Mehreinnahmen für Gerechtigkeit
Die Jusos wollen einen deutlich höheren Spitzensteuersatz und die Erneuerung der SPD
ND: Die Jusos haben auf dem SPD-Parteitag am Sonntag in Berlin versucht, sich in die zentrale Debatte um die neue Steuerpolitik der Partei einzuschalten. Wie sind die Jusos mit der Diskussion um ihre Änderungsvorschläge zufrieden? Und warum war es aus Juso-Sicht überhaupt notwendig, einen Initiativ-Änderungsantrag zum Steuer-Leitantrag zu stellen?
Vogt: Der Leitantrag der SPD beinhaltet wichtige Elemente wie die Einführung einer Vermögenssteuer und ein Bekenntnis zu gerechter Umverteilung. Wenn man allerdings nur sagt, man erhöht den Spitzensteuersatz auf 49 Prozent, sind unendlich viele Tarifverläufe möglich, die sogar zu Mindereinnahmen führen können.
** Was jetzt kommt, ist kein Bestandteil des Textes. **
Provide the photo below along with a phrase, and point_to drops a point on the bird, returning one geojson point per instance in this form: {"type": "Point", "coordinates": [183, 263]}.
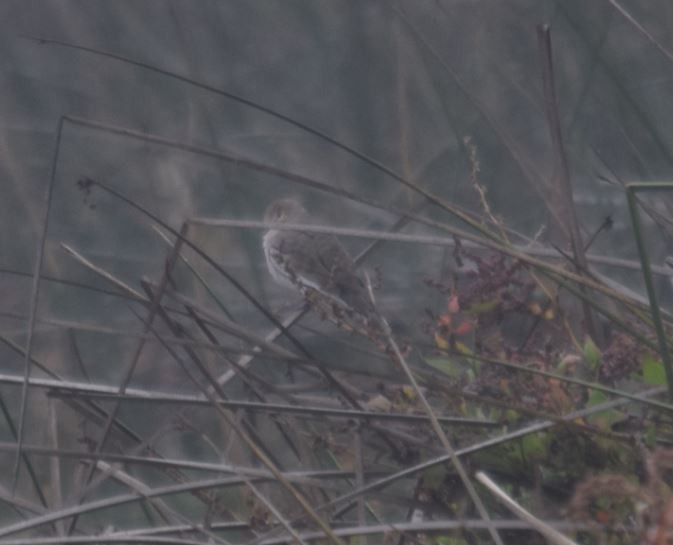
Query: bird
{"type": "Point", "coordinates": [314, 262]}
Ein Beispiel: Ein möglicher Tarifverlauf könnte dazu führen, dass Einkommen bis zu einer Höhe von 117 000 Euro für einen Single ohne Kind entlastet werden. Dies ist keine sozialdemokratische Politik nach Juso-Verständnis. Wir wollten daher ein klares Bekenntnis zu Mehreinnahmen und zu einer gerechten Steuerpolitik, in der die Spitzenverdiener mehr in die Pflicht genommen werden.
Sie fordern Mehreinnahmen über die Steuerpolitik, um Bildung und öffentliche Infrastruktur akzeptabler finanzieren zu können. Wie wollen Sie eine stärkere Belastung der Spitzenverdiener erreichen und wo unterscheiden sich Ihre Forderungen von den Forderungen der Partei?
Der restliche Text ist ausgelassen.